What are your hopes for Muungano’s next 20 years?

Muungano is a big process. We go learn day by day and we learn through mistakes we have done earlier. What I want, 20 years to come, to be much more to be done than now. Where there are slums I know there won't be slums, there will be permanent houses because we have already begun. And we know the kiondoo, AMT, will be so much big to able to cater for everybody. And those who are young now they will be old like me, these young ladies, and because they have started learning they will do much better, more than we have done. I wish the federation, Muungano everywhere in Kenya, to grow more and to do much more than we have done.

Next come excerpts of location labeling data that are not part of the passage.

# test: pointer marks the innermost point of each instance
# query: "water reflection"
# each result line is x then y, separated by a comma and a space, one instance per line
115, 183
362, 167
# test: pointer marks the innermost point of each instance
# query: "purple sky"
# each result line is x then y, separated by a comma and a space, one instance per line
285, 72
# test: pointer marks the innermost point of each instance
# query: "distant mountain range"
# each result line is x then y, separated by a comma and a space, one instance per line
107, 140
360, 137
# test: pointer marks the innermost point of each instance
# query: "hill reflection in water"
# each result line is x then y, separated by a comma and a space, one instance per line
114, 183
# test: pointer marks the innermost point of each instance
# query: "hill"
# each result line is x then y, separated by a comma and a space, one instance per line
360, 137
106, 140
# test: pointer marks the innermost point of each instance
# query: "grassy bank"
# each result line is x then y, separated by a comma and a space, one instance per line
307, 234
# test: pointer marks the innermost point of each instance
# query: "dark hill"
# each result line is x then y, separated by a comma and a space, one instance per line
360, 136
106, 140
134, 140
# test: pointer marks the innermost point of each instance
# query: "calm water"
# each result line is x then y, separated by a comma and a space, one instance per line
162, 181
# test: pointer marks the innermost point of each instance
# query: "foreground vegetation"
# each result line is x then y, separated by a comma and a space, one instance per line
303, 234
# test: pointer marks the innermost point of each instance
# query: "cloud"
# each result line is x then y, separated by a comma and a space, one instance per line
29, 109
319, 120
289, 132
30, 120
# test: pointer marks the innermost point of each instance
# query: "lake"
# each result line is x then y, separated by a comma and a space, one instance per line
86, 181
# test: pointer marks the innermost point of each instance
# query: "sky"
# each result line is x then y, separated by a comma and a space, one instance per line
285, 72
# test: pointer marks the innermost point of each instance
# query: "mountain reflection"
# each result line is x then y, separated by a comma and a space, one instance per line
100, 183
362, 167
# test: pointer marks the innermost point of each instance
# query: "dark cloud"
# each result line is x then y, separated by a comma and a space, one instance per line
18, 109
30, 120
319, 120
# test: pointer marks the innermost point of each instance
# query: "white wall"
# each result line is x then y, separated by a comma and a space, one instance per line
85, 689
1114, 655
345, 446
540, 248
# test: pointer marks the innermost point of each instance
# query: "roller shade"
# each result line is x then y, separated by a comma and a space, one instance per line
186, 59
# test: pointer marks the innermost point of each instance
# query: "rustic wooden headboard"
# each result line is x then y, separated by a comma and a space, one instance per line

A message for the younger generations of Muungano

You know, before, what we did, we did not bring money before the issues we had. We could travel without asking for any transport because there were no resources and we did for our own benefit. Like now, if it is now people fighting for their own settlement they cannot now because they say, the question you are asked, 'how much will I be paid?' Now, in the morning I'm a community health worker. There's a meeting in our health centre, you call a person to go there and he is the one who is going to benefit and he asks you, 'how much will I receive?' And I told him, 'when you go to hospital to be treated, you pay or you are being paid?'

Now if you are fighting for your settlement not to be evicted are you supposed to be being paid? Or when you are meeting for the issues that are in your village are you supposed to be paid? No. So when you bring money first everything will go. You won't meet what you want to do if you put money first. But if you bring what you want first money will come after. That's when you will be able to accomplish what you want. And that's what we did. If we had brought the money issue before I could not be in Soweto now. But we said, 'no, it is time to fight for our rights’. Bring your rights first, but if you bring the rights of money here ... Many people know Muungano because of money – ‘I will go to Muungano House, I will be paid a thousand, I will drink tea and have bread’. If you come one week or a month without being paid you'll say, 'I won't go again’. But if you bring your issues before the payment, before any money, you'll be able to do what you want to improve yourself and to improve the others you are fighting for. Because you are a representative of others. Because all the federation members we cannot fit at Muungano House. So who are here are being elected to represent others. If you put the money issue first you cannot be able to accomplish what you have been elected for.